Mostly, drain clogs look like stuff that has blown off of overfly full trash cans.
“People are truly not litterers, they pile on top of garbage cans that are full,” Lee said. “Of course they’re gonna fall off.”
TikTok tips
Unclogging drains is one of those oddly satisfying activities that has gained a huge following on TikTok, almost as popular as the people who just constantly break beer bottles in their backyards. Tune into to this brain drain storm of activity to see how the professionals do it: some are out there using rakes and shovels, but some can do it with just a handmade whirlpool.
Join a neighborhood cleanup group
Dozens of citizen clean-up groups have sprung up around the city in recent years, many of them borne out of disgust at the state of litter and trash in our streets during the pandemic. The groups meet regularly to target specific blocks or streets, excavating bags and bags of debris from sidewalks, gutters, drains and streets. One organizer estimated between five and 20 are happening on any given weekend across the city; you can find many of them through Nasty New Yorkers.
Some of them will actually go out and target drains when flood waters are rising.
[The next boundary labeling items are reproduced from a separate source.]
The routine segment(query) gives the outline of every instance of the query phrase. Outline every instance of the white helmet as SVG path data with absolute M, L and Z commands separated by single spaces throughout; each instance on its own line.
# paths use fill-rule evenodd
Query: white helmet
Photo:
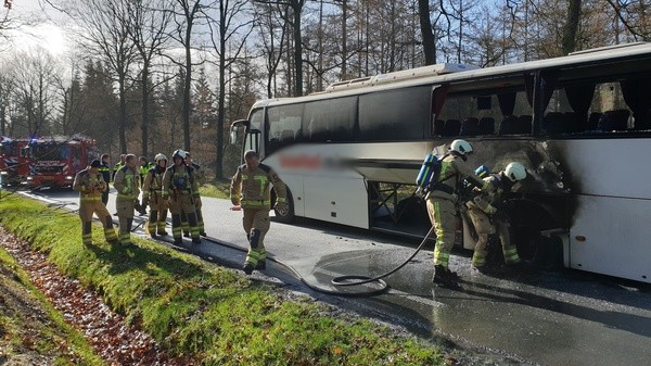
M 452 143 L 450 144 L 450 150 L 456 151 L 462 155 L 468 155 L 472 153 L 472 146 L 465 140 L 458 139 L 452 141 Z
M 175 152 L 171 154 L 171 159 L 175 159 L 175 157 L 180 157 L 182 160 L 186 160 L 186 151 L 183 151 L 181 149 L 175 150 Z
M 156 164 L 158 164 L 159 161 L 167 161 L 167 156 L 165 156 L 163 153 L 157 153 L 156 156 L 154 156 L 154 162 L 156 162 Z
M 511 181 L 518 181 L 526 178 L 526 169 L 524 166 L 522 166 L 522 164 L 513 162 L 507 165 L 505 168 L 505 175 Z

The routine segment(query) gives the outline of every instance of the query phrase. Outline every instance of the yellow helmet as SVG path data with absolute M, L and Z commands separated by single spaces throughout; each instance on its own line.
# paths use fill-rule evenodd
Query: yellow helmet
M 156 164 L 158 164 L 159 161 L 167 161 L 167 156 L 165 156 L 163 153 L 157 153 L 156 156 L 154 156 L 154 162 L 156 162 Z

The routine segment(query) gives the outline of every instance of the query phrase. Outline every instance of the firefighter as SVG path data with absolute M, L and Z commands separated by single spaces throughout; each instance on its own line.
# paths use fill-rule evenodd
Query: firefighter
M 123 245 L 132 244 L 131 225 L 133 224 L 133 210 L 140 194 L 140 174 L 138 173 L 138 157 L 133 154 L 127 154 L 125 166 L 115 173 L 113 187 L 117 190 L 115 207 L 119 218 L 119 242 Z
M 108 191 L 111 190 L 108 184 L 111 182 L 111 168 L 108 167 L 108 154 L 102 154 L 101 165 L 98 169 L 102 174 L 102 178 L 104 178 L 104 182 L 106 184 L 106 189 L 102 192 L 102 202 L 104 205 L 108 203 Z
M 117 244 L 117 236 L 113 228 L 113 219 L 104 203 L 102 192 L 106 190 L 107 182 L 104 181 L 99 172 L 99 160 L 93 160 L 86 169 L 77 173 L 73 189 L 79 192 L 79 218 L 81 218 L 81 241 L 86 245 L 92 243 L 92 214 L 94 213 L 104 225 L 104 238 L 112 244 Z
M 125 166 L 126 159 L 127 159 L 126 154 L 119 155 L 119 162 L 115 163 L 115 165 L 113 166 L 113 180 L 114 181 L 115 181 L 115 175 L 117 174 L 117 171 L 119 171 L 120 167 Z
M 155 166 L 149 169 L 142 184 L 142 207 L 150 205 L 146 230 L 152 238 L 166 236 L 167 201 L 163 199 L 163 175 L 167 168 L 167 156 L 162 153 L 154 157 Z
M 265 269 L 267 251 L 265 235 L 269 231 L 269 210 L 271 205 L 270 187 L 273 185 L 277 199 L 275 207 L 286 210 L 285 185 L 268 165 L 259 162 L 259 155 L 253 150 L 244 153 L 244 165 L 238 167 L 232 178 L 230 198 L 231 210 L 244 211 L 244 231 L 248 240 L 248 253 L 244 262 L 244 273 L 251 275 L 254 269 Z
M 144 176 L 146 176 L 146 173 L 155 165 L 148 162 L 144 156 L 140 156 L 138 160 L 140 161 L 140 184 L 143 185 Z
M 190 154 L 189 151 L 186 151 L 186 165 L 192 167 L 193 172 L 194 172 L 194 179 L 196 180 L 196 185 L 197 187 L 203 186 L 206 181 L 206 174 L 204 172 L 204 169 L 201 167 L 201 165 L 192 162 L 192 155 Z M 206 231 L 205 231 L 205 227 L 204 227 L 204 222 L 203 222 L 203 214 L 201 212 L 201 206 L 202 206 L 202 202 L 201 202 L 201 194 L 199 194 L 199 189 L 192 194 L 193 199 L 194 199 L 194 207 L 196 209 L 196 226 L 199 226 L 199 235 L 202 237 L 206 236 Z M 181 216 L 181 225 L 183 227 L 183 231 L 188 231 L 188 220 L 187 220 L 187 215 L 182 215 Z
M 482 190 L 487 187 L 487 184 L 484 184 L 465 162 L 470 154 L 472 154 L 472 146 L 468 141 L 454 140 L 448 153 L 442 157 L 436 184 L 430 187 L 425 195 L 430 222 L 436 232 L 432 281 L 448 288 L 459 287 L 457 274 L 448 268 L 457 228 L 458 188 L 464 178 Z
M 181 238 L 181 213 L 188 215 L 190 235 L 193 243 L 200 243 L 199 227 L 196 226 L 196 214 L 192 194 L 197 186 L 192 167 L 186 165 L 186 151 L 176 150 L 171 155 L 174 164 L 163 175 L 163 199 L 168 200 L 171 213 L 171 235 L 174 243 L 180 245 Z
M 520 263 L 518 248 L 511 244 L 509 220 L 500 206 L 503 203 L 503 193 L 510 191 L 513 184 L 524 178 L 526 178 L 524 166 L 512 162 L 503 171 L 484 178 L 484 181 L 488 184 L 487 192 L 480 193 L 465 203 L 478 237 L 472 256 L 472 266 L 475 269 L 483 272 L 485 268 L 488 254 L 486 245 L 488 236 L 492 234 L 499 236 L 507 265 Z

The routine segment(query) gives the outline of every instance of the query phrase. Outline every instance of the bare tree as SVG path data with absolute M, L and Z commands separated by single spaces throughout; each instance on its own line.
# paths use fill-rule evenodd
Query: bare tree
M 267 98 L 278 94 L 277 70 L 282 60 L 288 23 L 281 22 L 282 14 L 286 14 L 286 4 L 271 4 L 269 2 L 256 2 L 254 7 L 255 20 L 259 29 L 259 40 L 263 47 L 265 66 L 267 67 Z
M 43 49 L 18 52 L 11 71 L 13 93 L 29 134 L 61 134 L 54 125 L 56 111 L 55 75 L 61 73 L 54 58 Z
M 119 151 L 127 152 L 127 91 L 131 87 L 129 72 L 137 56 L 129 37 L 129 8 L 122 0 L 78 0 L 66 4 L 65 12 L 77 21 L 80 46 L 90 58 L 104 60 L 117 83 L 119 96 Z
M 14 89 L 14 78 L 5 63 L 0 63 L 0 135 L 11 131 L 9 109 L 11 92 Z
M 154 86 L 151 81 L 152 64 L 159 56 L 169 39 L 168 25 L 171 21 L 170 0 L 131 0 L 127 2 L 129 26 L 127 31 L 140 59 L 140 91 L 142 155 L 149 153 L 149 127 L 151 124 L 150 100 Z
M 634 40 L 651 40 L 651 3 L 644 0 L 607 0 L 616 13 L 618 22 Z M 617 29 L 618 30 L 618 29 Z
M 563 29 L 563 54 L 576 51 L 576 30 L 580 21 L 582 0 L 567 0 L 567 16 Z
M 194 46 L 194 26 L 203 16 L 203 10 L 206 8 L 205 0 L 174 0 L 173 21 L 175 24 L 170 37 L 181 43 L 184 49 L 183 62 L 177 62 L 184 70 L 186 84 L 183 93 L 183 149 L 190 149 L 190 96 L 192 93 L 192 67 L 195 66 L 192 61 L 192 48 Z
M 436 42 L 434 41 L 434 31 L 432 31 L 432 21 L 430 18 L 430 0 L 418 0 L 418 14 L 425 65 L 433 65 L 436 63 Z
M 242 21 L 250 14 L 248 2 L 245 0 L 218 0 L 215 7 L 205 10 L 208 14 L 210 40 L 213 49 L 218 56 L 219 91 L 217 101 L 217 156 L 215 162 L 215 177 L 222 178 L 224 169 L 224 124 L 226 112 L 226 86 L 231 80 L 227 79 L 227 70 L 241 56 L 246 45 L 246 39 L 253 31 L 253 21 Z M 213 13 L 216 12 L 216 16 Z M 229 50 L 227 50 L 229 47 Z

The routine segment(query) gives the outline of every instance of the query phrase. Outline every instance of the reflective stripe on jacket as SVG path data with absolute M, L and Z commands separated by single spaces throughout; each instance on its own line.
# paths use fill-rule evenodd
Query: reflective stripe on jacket
M 136 201 L 140 194 L 140 175 L 128 166 L 123 166 L 115 174 L 113 187 L 117 190 L 118 200 Z
M 106 182 L 101 173 L 91 174 L 84 169 L 75 176 L 73 190 L 79 192 L 80 202 L 102 201 L 102 192 L 106 190 Z
M 269 207 L 271 204 L 271 187 L 277 194 L 277 202 L 286 201 L 286 188 L 278 174 L 268 165 L 258 164 L 251 169 L 246 164 L 238 167 L 238 172 L 231 181 L 231 202 L 246 207 Z

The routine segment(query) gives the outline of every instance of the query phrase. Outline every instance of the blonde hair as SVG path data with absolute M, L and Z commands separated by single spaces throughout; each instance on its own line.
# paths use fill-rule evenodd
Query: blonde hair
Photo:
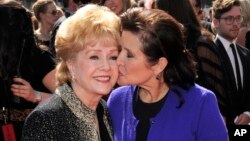
M 249 0 L 240 0 L 241 15 L 243 16 L 242 26 L 250 28 L 250 1 Z
M 71 81 L 66 61 L 74 59 L 77 52 L 99 41 L 113 41 L 118 46 L 120 36 L 120 18 L 109 8 L 88 4 L 76 11 L 61 24 L 56 35 L 57 85 Z

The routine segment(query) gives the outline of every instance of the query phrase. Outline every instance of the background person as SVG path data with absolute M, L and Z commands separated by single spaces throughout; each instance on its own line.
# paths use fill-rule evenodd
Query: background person
M 38 21 L 38 29 L 35 30 L 36 42 L 42 49 L 49 50 L 50 32 L 61 16 L 57 5 L 53 0 L 37 0 L 32 5 L 32 10 Z
M 27 115 L 55 90 L 55 62 L 36 46 L 31 13 L 21 3 L 0 1 L 0 19 L 0 122 L 5 107 L 19 141 Z
M 58 87 L 25 121 L 23 141 L 113 140 L 102 97 L 118 77 L 120 34 L 120 18 L 93 4 L 62 23 L 55 41 Z
M 225 105 L 221 113 L 228 125 L 250 122 L 250 52 L 236 43 L 242 15 L 238 0 L 213 2 L 213 25 L 217 52 L 224 69 Z
M 108 99 L 114 140 L 226 141 L 215 95 L 195 84 L 180 24 L 164 11 L 139 8 L 121 21 L 123 86 Z

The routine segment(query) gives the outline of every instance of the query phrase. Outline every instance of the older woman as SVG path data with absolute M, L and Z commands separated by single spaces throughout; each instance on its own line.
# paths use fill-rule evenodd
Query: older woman
M 106 7 L 86 5 L 56 36 L 57 90 L 27 118 L 22 140 L 112 140 L 102 96 L 118 77 L 121 25 Z
M 114 140 L 226 141 L 215 95 L 194 83 L 181 25 L 156 9 L 131 9 L 121 20 L 118 84 L 126 86 L 108 100 Z

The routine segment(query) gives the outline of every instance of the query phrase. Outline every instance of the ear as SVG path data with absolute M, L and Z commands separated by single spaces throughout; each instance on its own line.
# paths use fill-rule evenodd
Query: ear
M 39 16 L 40 16 L 40 19 L 42 20 L 42 19 L 44 19 L 44 17 L 46 16 L 46 13 L 40 12 L 40 13 L 39 13 Z
M 71 74 L 71 77 L 74 77 L 74 63 L 72 60 L 66 61 L 67 68 L 69 69 L 69 73 Z
M 165 57 L 161 57 L 158 62 L 152 67 L 155 76 L 159 75 L 168 65 L 168 60 Z
M 216 18 L 212 18 L 212 21 L 213 21 L 213 25 L 214 25 L 214 27 L 216 28 L 217 26 L 218 26 L 218 24 L 219 24 L 219 19 L 216 19 Z

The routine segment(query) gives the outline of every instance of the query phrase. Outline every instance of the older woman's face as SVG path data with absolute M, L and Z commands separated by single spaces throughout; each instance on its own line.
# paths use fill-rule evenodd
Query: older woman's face
M 67 62 L 76 94 L 106 95 L 117 81 L 118 48 L 112 42 L 98 42 L 77 53 Z
M 140 50 L 142 47 L 138 37 L 129 31 L 122 32 L 122 51 L 120 52 L 117 64 L 119 68 L 119 85 L 143 85 L 155 75 L 146 56 Z

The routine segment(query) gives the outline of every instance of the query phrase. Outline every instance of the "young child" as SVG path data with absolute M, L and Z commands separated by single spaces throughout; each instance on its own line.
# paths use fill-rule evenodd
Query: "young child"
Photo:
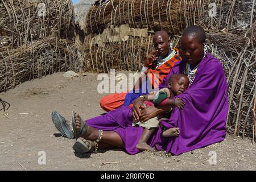
M 189 85 L 189 80 L 187 76 L 183 74 L 175 74 L 171 76 L 169 80 L 168 88 L 159 90 L 155 95 L 154 100 L 152 101 L 144 101 L 144 106 L 148 105 L 158 106 L 170 106 L 172 107 L 168 115 L 158 115 L 156 117 L 150 119 L 146 122 L 134 121 L 133 126 L 141 126 L 144 128 L 137 148 L 141 150 L 153 150 L 153 149 L 147 144 L 147 142 L 151 135 L 158 127 L 161 120 L 170 118 L 170 112 L 173 107 L 176 106 L 180 109 L 183 109 L 185 103 L 180 98 L 172 99 L 174 97 L 177 96 L 186 90 Z M 178 136 L 179 134 L 179 128 L 169 129 L 163 133 L 164 137 Z

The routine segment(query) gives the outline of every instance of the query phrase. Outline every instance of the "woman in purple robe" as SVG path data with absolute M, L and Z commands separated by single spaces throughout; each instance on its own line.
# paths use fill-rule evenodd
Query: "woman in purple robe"
M 205 33 L 201 27 L 188 27 L 180 42 L 183 60 L 175 64 L 159 85 L 159 89 L 167 87 L 169 78 L 175 73 L 187 75 L 191 84 L 185 92 L 176 96 L 185 103 L 184 109 L 174 108 L 170 118 L 162 121 L 148 140 L 147 144 L 156 150 L 179 155 L 225 138 L 228 110 L 226 79 L 221 63 L 206 52 L 205 43 Z M 170 106 L 144 108 L 145 98 L 147 96 L 137 98 L 133 108 L 121 106 L 85 122 L 74 114 L 73 129 L 68 126 L 77 139 L 74 150 L 83 153 L 122 148 L 131 155 L 139 152 L 136 146 L 143 128 L 132 126 L 133 118 L 145 122 L 170 109 Z M 179 128 L 179 136 L 162 136 L 163 129 L 174 127 Z

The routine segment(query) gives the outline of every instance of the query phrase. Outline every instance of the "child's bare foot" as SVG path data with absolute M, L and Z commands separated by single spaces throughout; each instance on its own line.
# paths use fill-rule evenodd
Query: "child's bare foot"
M 180 129 L 173 127 L 166 130 L 163 133 L 163 137 L 177 136 L 180 134 Z
M 146 142 L 140 142 L 138 143 L 137 145 L 136 146 L 136 147 L 139 150 L 139 151 L 143 151 L 143 150 L 150 150 L 150 151 L 154 151 L 153 148 L 150 147 L 149 145 L 147 144 Z

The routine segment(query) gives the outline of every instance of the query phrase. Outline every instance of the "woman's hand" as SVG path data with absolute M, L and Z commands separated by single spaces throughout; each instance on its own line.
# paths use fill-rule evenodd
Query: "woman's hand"
M 144 108 L 143 102 L 141 98 L 138 98 L 134 102 L 131 109 L 133 113 L 133 118 L 135 121 L 139 121 L 141 116 L 141 110 Z
M 185 102 L 184 102 L 180 98 L 174 100 L 174 105 L 180 109 L 184 109 Z
M 139 121 L 144 122 L 149 119 L 155 117 L 159 114 L 159 109 L 154 106 L 148 106 L 141 111 L 141 118 Z
M 158 59 L 158 51 L 154 51 L 150 53 L 146 58 L 144 66 L 145 67 L 148 67 L 151 64 Z

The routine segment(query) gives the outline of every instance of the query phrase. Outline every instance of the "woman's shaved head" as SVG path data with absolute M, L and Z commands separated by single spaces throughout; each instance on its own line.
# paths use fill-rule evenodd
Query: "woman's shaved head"
M 199 42 L 202 44 L 205 42 L 205 32 L 202 27 L 197 25 L 193 25 L 187 27 L 184 30 L 182 36 L 191 36 L 196 38 Z

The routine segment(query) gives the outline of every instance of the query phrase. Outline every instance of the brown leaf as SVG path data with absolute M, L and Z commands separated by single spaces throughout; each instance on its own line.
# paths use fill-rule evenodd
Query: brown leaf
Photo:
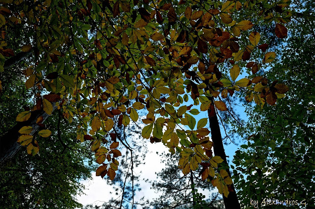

But joining one is more about a mindset shift: it’s a shortcut to seeing trash on our streets in a different light, one that often leads to behavior changes, Sabalja said.
“We know community clean ups are great but they’re really just the Band-Aid,” Sabalja said. “They are absolutely no solution whatsoever to the climate crisis and a lot of problems that are going on across the world with the environment.”
Instead, cleanup groups are a “gateway.”
“Once you see and start realizing, ‘Oh my god, there’s so much garbage everywhere,’ [people] start changing their behaviors, they start talking to their friends about it. It’s a great way to get people into environmental activism.”